Some search engines, such as Google and Yahoo!, have toolbars and systems like
Google Search History and My Yahoo!, which collect information about a user.
Search engines can also look at recent searches, or what the search process was for
similar users, to help determine what concepts a searcher is looking for and what
documents are most relevant for the user’s needs.
As people use such a system it takes time to build up a search query history and a
click-through profile. That profile could eventually be trusted and used to
• aid in search personalization
• collect user feedback to determine how well an algorithm is working
• help search engines determine if a document is of decent quality (e.g.,
if many users visit a document and then immediately hit the back
button, the search engines may not continue to score that document
well for that query).
I have spoken with some MSN search engineers and examined a video about MSN
search. Both experiences strongly indicated a belief in the importance of user
acceptance. If a high-ranked page never gets clicked on, or if people typically
quickly press the back button, that page may get demoted in the search results for
that query (and possibly related search queries). In some cases, that may also flag a
page or website for manual review.
As people give search engines more feedback and as search engines collect a larger
corpus of data, it will become much harder to rank well using only links. The more
satisfied users are with your site, the better your site will do as search algorithms
continue to advance.
Real-Time versus Prior-to-Query Calculations
In most major search engines, a portion of the relevancy calculations are stored
ahead of time. Some of them are calculated in real time.
Some things that are computationally expensive and slow processes, such as
calculating overall inter-connectivity (Google calls this PageRank), are done ahead
of time.
Many search engines have different data centers, and when updates occur, they roll
from one data center to the next. Data centers are placed throughout the world to
minimize network lag time. Assuming it is not overloaded or down for
maintenance, you will usually get search results from the data centers nearest you.
If those data centers are down or if they are experiencing heavy load, your search
query might be routed to a different data center.
The search algorithm and search interface are used to find the most relevant
document in the index based on the search query. First the search engine tries to
determine user intent by looking at the words the searcher typed in.
These terms can be stripped down to their root level (e.g., dropping ing and other
suffixes) and checked against a lexical database to see what concepts they represent.
Terms that are a near match will help you rank for other similarly related terms.
For example, using the word swims could help you rank well for swim or
swimming.
Search engines can try to match keyword vectors with each of the specific terms in
a query. If the search terms occur near each other frequently, the search engine
may understand the phrase as a single unit and return documents related to that
phrase.
WordNet is the most popular lexical database. At the end of this chapter there is a
link to a Porter Stemmer tool if you need help conceptualizing how stemming
works.
Proximity
By storing where the terms occur, search engines can understand how close one
term is to another. Generally, the closer the terms are together, the more likely the
page with matching terms will satisfy your query.
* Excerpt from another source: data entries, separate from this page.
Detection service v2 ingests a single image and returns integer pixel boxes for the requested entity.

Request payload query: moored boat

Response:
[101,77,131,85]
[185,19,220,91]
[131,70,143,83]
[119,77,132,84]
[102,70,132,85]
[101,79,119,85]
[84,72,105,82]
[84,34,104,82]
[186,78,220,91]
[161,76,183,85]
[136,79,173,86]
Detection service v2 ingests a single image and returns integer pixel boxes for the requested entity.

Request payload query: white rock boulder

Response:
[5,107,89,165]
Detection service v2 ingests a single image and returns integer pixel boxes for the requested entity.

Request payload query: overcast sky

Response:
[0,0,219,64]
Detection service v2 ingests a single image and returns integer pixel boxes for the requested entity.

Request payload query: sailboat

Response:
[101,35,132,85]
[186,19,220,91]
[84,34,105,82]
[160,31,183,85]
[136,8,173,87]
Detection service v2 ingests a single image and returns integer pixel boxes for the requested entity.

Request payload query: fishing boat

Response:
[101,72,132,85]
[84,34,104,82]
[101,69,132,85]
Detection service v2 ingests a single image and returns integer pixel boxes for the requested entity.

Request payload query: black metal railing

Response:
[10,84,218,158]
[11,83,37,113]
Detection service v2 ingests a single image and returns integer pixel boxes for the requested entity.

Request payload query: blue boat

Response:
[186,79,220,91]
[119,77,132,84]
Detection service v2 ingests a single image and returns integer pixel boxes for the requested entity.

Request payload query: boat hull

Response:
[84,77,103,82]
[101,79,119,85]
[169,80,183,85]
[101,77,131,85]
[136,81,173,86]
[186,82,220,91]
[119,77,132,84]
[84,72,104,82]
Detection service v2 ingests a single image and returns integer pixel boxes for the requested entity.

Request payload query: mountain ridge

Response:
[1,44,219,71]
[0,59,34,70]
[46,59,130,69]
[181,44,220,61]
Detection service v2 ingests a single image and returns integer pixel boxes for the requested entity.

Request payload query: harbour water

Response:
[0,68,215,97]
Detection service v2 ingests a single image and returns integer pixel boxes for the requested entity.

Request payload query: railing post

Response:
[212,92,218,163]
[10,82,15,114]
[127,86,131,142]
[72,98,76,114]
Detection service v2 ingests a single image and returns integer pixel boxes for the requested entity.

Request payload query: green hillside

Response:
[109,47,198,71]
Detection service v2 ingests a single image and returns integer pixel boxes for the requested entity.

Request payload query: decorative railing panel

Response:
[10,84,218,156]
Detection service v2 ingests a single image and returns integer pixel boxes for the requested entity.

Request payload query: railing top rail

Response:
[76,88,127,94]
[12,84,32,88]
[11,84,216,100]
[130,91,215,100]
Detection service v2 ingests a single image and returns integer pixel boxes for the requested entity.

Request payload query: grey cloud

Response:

If you only use an important group of words on the page once, try to make sure
they are close together or right next to each other. If words also occur naturally,
sprinkled throughout the copy many times, you do not need to try to rewrite the
content to always have the words next to one another. Natural sounding content is
best.
Stop Words
Words that are common do not help search engines understand documents.
Exceptionally common terms, such as the, are called stop words. While search
engines index stop words, they are not typically used or weighted heavily to
determine relevancy in search algorithms. If I search for the Cat in the Hat, search
engines may insert wildcards for the words the and in, so my search will look like
* cat * * hat.
Index Normalization
Each page is standardized to a size. This prevents longer pages from having an
unfair advantage by using a term many more times throughout long page copy.
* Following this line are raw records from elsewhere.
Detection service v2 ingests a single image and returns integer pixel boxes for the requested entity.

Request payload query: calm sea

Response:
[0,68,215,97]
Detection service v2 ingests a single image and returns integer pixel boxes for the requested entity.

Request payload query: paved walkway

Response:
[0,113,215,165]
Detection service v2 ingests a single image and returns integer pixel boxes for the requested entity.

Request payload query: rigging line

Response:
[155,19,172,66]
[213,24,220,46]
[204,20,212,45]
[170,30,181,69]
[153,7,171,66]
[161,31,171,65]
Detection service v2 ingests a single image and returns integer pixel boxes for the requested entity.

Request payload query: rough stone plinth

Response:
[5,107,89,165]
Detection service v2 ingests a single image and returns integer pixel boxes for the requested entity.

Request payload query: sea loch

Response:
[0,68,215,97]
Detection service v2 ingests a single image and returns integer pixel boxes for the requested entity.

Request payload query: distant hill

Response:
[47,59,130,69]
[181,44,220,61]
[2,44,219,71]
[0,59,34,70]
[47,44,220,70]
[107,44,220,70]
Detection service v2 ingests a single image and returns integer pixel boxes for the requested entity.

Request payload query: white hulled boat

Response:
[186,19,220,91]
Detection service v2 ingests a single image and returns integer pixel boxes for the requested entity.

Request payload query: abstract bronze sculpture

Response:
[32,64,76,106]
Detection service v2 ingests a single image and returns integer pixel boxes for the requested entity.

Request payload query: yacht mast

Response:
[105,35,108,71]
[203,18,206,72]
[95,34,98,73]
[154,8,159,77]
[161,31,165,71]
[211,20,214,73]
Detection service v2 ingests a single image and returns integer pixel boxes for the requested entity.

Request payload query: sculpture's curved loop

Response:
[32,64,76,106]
This also prevents short pages for scoring arbitrarily high by having a high percentage of their page copy composed of a few keyword phrases. Thus, there is
no magical page copy length that is best for all search engines.
The uniqueness of page content is far more important than the length. Page copy
has three purposes above all others:
• To be unique enough to get indexed and ranked in the search result
• To create content that people find interesting enough to want to link
to
• To convert site visitors into subscribers, buyers, or people who click
on ads
Not every page is going to make sales or be compelling enough to link to, but if, in
aggregate, many of your pages are of high-quality over time, it will help boost the
rankings of nearly every page on your site.
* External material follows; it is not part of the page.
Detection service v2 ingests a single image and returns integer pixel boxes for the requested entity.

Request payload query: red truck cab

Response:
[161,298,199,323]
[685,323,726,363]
Keyword Density, Term Frequency & Term Weight
Term Frequency (TF) is a weighted measure of how often a term appears in a
document. Terms that occur frequently within a document are thought to be some
of the more important terms of that document.
If a word appears in every (or almost every) document, then it tells you little about
how to discern value between documents. Words that appear frequently will have
little to no discrimination value, which is why many search engines ignore common
stop words (like the, and, and or).
Rare terms, which only appear in a few or limited number of documents, have a
much higher signal-to-noise ratio. They are much more likely to tell you what a
document is about.
Inverse Document Frequency (IDF) can be used to further discriminate the value
of term frequency to account for how common terms are across a corpus of
documents. Terms that are in a limited number of documents will likely tell you
more about those documents than terms that are scattered throughout many
documents.
When people measure keyword density, they are generally missing some other
important factors in information retrieval such as IDF, index normalization, word
proximity, and how search engines account for the various element types. (Is the
term bolded, in a header, or in a link?)
Search engines may also use technologies like latent semantic indexing to
mathematically model the concepts of related pages. Google is scanning millions
of books from university libraries. As much as that process is about helping people
find information, it is also used to help Google understand linguistic patterns.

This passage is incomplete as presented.